The next day, after an autopsy is performed, Lisa and Glenn visit the funeral home where Thor rests until his burial is carried out.  They are surprised when the funeral director talks about Thor as if he matters, as if he were a person, a real baby, and not just a corpse.  “Uncle Mike” as he becomes known to them, encourages them to visit Thor whenever they want, and even to take him home for visits, which they do.

Lisa, of course, agonizes over what went wrong after such a wonderful, low-risk pregnancy.  Why did Thor die?  She unflinchingly analyzes her choices and the events that led to Thor’s death.  While she came to believe that Thor might not have died had she planned a hospital birth rather than a home birth, she does not condemn home birth or midwifery care as one might expect after such a catastrophic loss; rather, she condemns the alienation and isolation of home birth midwives in the U.S.; if home birth and home birth midwives were not placed on the fringe by society and the medical community, if midwives were treated as colleagues and invited to collaborate with doctors, it is likely that situations like Lisa’s wouldn’t arise.

“I believe Thor is the statistic for unnecessary death in an out-of-hospital setting.

“I believe someone else’s child is the statistic for unnecessary death in a hospital setting.

“I believe that a single unnecessary death during home birth prompts calls for abolition of out-of-hospital midwifery.  I believe that hundreds of thousands of unnecessary deaths in hospitals prompt suggestions for voluntary reform.  I believe the difference lies in the imbalance of power between hospitals and midwives, not the comparative level of risk of home birth versus hospital care.”

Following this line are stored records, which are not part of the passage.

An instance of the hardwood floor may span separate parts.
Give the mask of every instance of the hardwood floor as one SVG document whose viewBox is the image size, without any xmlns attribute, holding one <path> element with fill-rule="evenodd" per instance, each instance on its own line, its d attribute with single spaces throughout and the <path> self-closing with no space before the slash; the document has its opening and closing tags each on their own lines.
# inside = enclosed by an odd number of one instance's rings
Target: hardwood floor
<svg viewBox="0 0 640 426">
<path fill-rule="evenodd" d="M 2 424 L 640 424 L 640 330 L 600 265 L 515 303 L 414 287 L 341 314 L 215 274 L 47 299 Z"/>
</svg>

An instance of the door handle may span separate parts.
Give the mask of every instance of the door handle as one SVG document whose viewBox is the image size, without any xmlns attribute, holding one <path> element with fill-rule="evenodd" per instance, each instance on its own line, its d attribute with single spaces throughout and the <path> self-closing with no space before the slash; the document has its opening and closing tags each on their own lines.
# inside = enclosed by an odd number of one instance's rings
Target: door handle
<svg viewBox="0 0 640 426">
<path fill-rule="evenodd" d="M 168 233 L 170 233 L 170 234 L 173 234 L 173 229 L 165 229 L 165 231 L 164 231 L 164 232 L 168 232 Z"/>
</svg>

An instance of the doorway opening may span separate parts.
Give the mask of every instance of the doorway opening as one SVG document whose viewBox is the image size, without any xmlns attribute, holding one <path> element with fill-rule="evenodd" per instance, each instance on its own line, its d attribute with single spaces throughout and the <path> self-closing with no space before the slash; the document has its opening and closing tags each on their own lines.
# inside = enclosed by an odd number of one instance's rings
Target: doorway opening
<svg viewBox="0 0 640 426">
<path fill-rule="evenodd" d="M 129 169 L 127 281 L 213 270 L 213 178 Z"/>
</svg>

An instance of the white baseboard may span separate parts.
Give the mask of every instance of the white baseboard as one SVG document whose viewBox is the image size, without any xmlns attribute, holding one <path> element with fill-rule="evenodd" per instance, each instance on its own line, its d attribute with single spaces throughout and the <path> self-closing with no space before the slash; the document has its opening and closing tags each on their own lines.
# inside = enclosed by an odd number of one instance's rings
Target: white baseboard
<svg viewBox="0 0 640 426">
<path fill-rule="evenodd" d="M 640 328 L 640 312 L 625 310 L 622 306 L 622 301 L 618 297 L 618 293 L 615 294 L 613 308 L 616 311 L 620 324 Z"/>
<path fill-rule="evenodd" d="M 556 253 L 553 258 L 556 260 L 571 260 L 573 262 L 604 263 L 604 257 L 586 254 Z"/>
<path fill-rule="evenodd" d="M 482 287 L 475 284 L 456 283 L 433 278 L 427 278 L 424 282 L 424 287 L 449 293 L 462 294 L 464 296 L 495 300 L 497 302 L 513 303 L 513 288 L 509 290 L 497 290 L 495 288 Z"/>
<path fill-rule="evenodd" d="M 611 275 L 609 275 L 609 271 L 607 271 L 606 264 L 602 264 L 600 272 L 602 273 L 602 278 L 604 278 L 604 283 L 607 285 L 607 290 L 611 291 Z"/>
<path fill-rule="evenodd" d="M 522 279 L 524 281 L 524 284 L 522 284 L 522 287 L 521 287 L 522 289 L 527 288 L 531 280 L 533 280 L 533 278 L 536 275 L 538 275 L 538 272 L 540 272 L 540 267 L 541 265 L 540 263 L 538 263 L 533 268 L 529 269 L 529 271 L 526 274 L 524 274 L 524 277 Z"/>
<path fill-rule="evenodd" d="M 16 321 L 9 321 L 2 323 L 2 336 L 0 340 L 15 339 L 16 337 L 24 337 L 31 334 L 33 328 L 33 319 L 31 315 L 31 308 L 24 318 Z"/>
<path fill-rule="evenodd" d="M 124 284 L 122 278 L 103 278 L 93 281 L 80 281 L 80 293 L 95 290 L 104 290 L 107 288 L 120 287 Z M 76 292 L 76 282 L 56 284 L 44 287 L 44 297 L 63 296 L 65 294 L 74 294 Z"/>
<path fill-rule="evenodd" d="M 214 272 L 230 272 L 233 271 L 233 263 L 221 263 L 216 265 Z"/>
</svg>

Lisa contacted me a few months ago and asked me to read and review her book (I have to say, I am so incredibly fortunate to have the opportunity to “meet” some wonderful authors this way; Theresa Shea and George Estreich also come to mind), and gave me a synopsis, so I knew going in what the gist of her memoir was.  To be honest, I was a little scared to read it; I expected it to be morbid and maybe even macabre.  It is decidedly neither morbid nor macabre, although it surely takes the reader out of a comfort zone.  On a personal level, this book moved me in so many ways: aside from sharing a name with the author, we share religious views, and I, too, chose home birth (three times) and gave birth to a baby at an advanced age (44).  I can’t help but feel a connection to Lisa and her story, though I’ve never lost a child.

Searingly honest, gripping, and articulately emotional, this is a story that needs to be told – and a story that needs to be read.